EI Chairman Barry C. Harris and Corporate Vice President David A. Argue publish article on FTC v. Evanston Northwestern.

In the Spring 2006 issue of Antitrust magazine, published by the ABA Section of Antitrust Law, Barry Harris and David Argue authored “FTC v. Evanston Northwestern: A Change from Traditional Hospital Merger Analysis?” In the article they review the recent decision by the Chief FTC Administrative Law Judge that the January 2000 merger of Highland Park Hospital with Evanston Hospital and Glenbrook Hospital to form Evanston Northwestern Healthcare Corporation (“ENH”) “substantially lessened competition in the product market of general acute inpatient services sold to managed care organizations” in a geographic market of seven hospitals. Despite contrary claims, the decision neither follows a “traditional Clayton 7 approach” nor is consistent with the standards outlined in the DOJ/FTC Horizontal Merger Guidelines.

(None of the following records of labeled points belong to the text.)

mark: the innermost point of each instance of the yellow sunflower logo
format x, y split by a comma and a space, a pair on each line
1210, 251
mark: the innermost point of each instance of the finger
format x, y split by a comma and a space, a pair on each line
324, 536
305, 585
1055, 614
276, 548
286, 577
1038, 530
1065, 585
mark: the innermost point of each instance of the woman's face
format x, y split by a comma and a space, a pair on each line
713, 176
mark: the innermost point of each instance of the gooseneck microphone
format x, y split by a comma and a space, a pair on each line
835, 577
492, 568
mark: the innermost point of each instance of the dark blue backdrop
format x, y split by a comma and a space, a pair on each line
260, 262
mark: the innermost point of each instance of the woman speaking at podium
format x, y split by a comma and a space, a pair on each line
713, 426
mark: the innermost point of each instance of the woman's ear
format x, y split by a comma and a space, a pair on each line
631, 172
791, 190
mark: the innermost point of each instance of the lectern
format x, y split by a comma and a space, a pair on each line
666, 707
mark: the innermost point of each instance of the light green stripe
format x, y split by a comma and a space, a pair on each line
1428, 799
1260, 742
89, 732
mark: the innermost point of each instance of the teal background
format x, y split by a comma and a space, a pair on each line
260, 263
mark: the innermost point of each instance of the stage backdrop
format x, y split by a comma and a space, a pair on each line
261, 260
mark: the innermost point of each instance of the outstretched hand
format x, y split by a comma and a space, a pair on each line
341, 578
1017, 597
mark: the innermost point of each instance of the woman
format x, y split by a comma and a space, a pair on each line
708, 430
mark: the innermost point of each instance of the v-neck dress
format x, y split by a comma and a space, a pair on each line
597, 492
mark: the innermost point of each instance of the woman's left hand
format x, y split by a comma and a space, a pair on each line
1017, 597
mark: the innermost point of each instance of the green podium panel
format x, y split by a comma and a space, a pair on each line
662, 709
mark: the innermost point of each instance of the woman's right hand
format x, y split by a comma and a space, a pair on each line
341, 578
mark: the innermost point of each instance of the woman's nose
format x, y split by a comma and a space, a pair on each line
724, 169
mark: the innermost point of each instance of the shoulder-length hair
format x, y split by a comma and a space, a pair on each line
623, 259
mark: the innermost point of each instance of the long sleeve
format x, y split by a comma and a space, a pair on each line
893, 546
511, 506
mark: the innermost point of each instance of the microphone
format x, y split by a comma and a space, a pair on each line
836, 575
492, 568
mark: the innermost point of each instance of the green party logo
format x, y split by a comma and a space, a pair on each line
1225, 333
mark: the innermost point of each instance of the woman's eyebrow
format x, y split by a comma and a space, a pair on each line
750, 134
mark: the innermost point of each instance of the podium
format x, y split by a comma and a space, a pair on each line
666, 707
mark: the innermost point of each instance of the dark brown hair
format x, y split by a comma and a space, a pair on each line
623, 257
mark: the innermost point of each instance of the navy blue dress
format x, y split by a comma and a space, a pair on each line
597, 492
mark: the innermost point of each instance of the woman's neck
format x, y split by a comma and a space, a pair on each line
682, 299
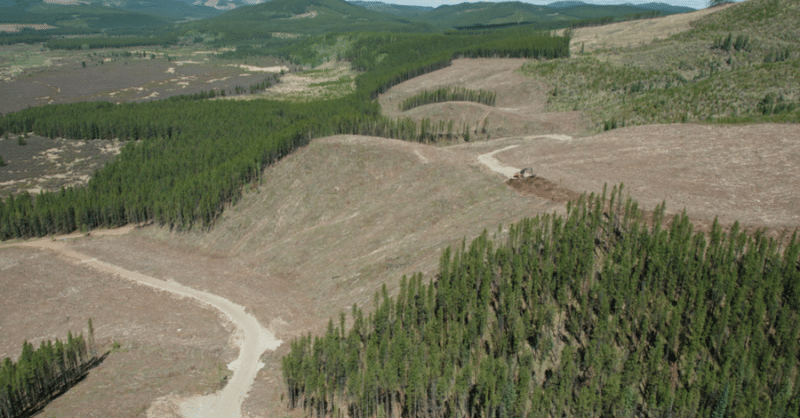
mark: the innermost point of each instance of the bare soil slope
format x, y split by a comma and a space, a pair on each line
636, 32
166, 345
745, 173
519, 109
337, 219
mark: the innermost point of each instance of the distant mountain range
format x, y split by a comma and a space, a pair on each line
311, 16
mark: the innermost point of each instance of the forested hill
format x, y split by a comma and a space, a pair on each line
194, 157
307, 17
590, 314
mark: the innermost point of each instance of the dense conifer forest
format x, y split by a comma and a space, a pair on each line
595, 313
190, 158
41, 374
448, 95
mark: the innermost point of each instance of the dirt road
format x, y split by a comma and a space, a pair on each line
251, 338
493, 164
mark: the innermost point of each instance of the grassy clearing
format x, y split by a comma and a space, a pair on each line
327, 82
689, 77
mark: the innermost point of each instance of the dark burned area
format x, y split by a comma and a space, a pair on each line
49, 164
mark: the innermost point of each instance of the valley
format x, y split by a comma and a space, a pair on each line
340, 219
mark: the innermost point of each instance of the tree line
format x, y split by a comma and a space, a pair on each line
449, 94
39, 375
593, 313
193, 157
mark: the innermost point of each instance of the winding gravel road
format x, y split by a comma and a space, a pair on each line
251, 338
491, 163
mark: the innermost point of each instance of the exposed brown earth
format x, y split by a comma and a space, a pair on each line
519, 109
167, 345
335, 220
745, 173
636, 32
49, 164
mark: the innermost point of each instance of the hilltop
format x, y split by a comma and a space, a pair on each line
333, 223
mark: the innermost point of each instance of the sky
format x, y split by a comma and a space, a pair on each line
695, 4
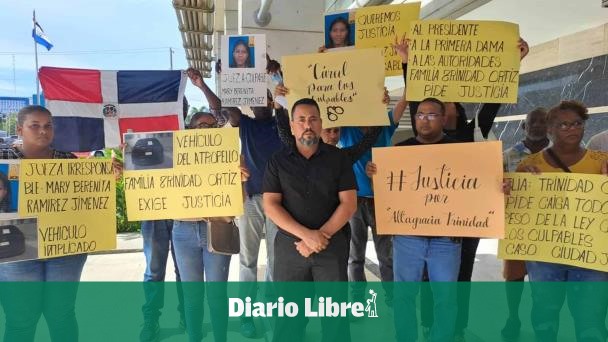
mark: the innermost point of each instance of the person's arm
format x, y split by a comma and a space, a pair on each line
357, 150
347, 194
486, 116
215, 104
488, 111
283, 127
316, 240
197, 79
283, 118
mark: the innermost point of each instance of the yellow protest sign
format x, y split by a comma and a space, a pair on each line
434, 190
463, 61
348, 85
377, 26
183, 174
74, 201
557, 217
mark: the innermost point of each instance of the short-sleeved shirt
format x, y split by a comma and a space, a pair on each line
259, 140
310, 187
349, 136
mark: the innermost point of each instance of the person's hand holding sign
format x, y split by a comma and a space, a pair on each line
370, 169
195, 77
523, 47
316, 240
280, 90
303, 249
402, 47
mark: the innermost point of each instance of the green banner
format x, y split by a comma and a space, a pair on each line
300, 311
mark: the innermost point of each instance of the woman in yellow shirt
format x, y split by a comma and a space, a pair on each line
566, 123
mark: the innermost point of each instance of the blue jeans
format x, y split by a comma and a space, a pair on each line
25, 303
586, 303
442, 259
252, 226
196, 265
157, 243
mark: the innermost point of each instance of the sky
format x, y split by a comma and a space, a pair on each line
95, 34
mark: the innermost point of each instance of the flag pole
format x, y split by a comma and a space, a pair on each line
36, 54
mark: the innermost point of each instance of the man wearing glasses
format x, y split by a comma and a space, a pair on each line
441, 255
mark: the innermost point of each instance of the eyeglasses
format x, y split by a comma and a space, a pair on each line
428, 116
565, 125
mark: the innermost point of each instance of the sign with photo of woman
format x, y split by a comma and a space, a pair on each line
243, 77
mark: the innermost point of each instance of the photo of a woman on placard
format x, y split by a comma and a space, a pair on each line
339, 32
241, 53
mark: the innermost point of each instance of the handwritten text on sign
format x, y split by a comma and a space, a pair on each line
463, 61
434, 190
205, 180
348, 85
243, 85
377, 26
74, 201
557, 217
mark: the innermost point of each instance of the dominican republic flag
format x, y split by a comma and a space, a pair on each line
93, 108
40, 37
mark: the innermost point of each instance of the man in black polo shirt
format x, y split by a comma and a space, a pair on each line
310, 194
440, 255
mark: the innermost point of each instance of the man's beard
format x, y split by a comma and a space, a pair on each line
309, 141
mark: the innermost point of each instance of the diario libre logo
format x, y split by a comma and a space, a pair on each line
326, 307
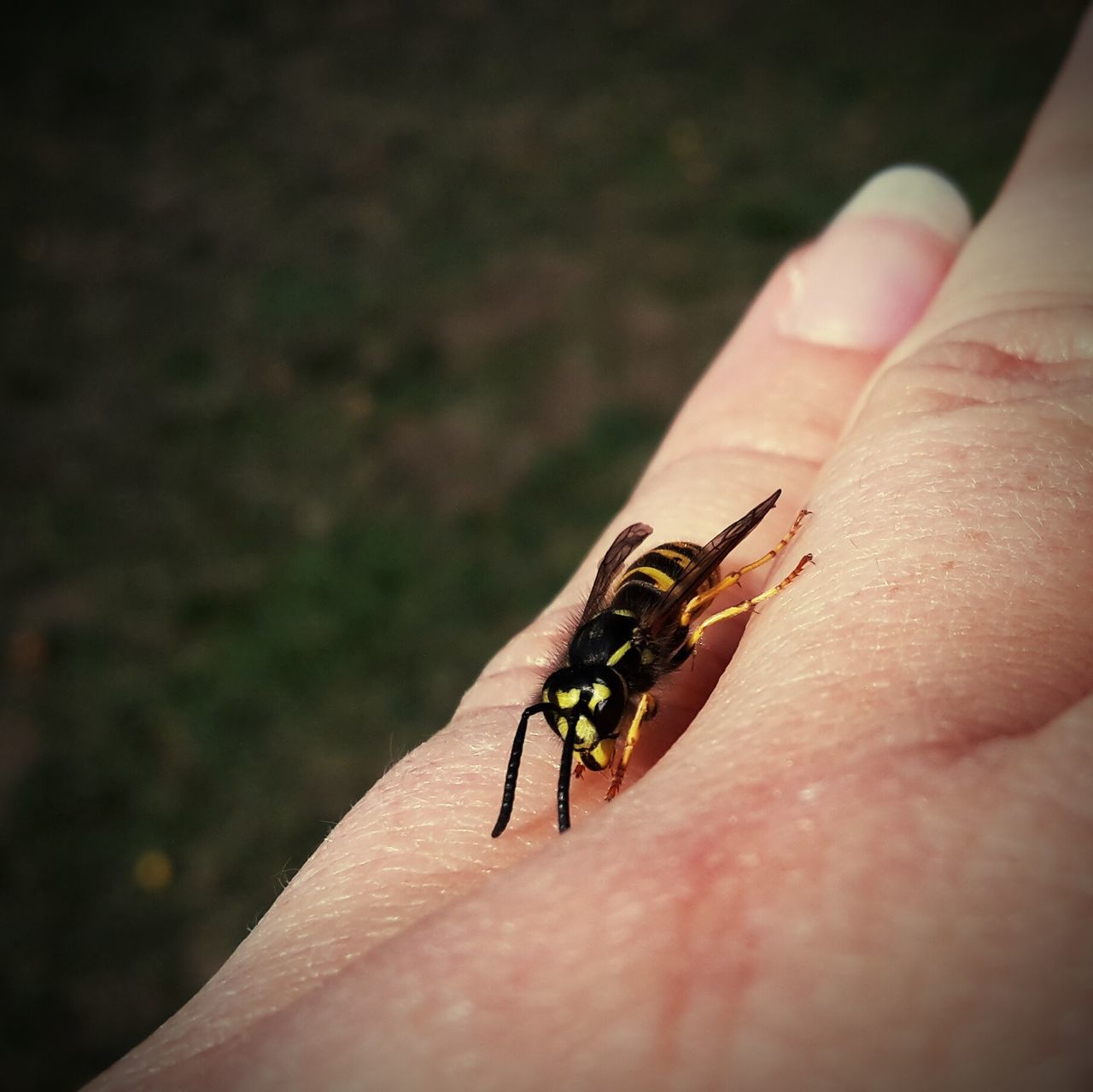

The decision provides a different focus than previous hospital merger cases, but it does not represent a new approach to hospital merger analysis. The decision’s analysis, however, is problematic and inconsistent enough that it is unlikely to provide a reliable framework for future policy. Its finding that EHN unilaterally exercised market power is inconsistent with its other finding that the relevant antitrust market includes four non-ENH hospitals that are all closer competitors to individual ENH hospitals than the merging ENH hospitals are to each other. The two-stage competition model applied in the decision, when analyzed through a Guidelines framework, raises the question of patient preferences which is aptly addressed with patient origin data. Finally, the pricing analysis described in the decision does not appear to be sufficient to conclude that the merger allowed the hospitals to exercise market power.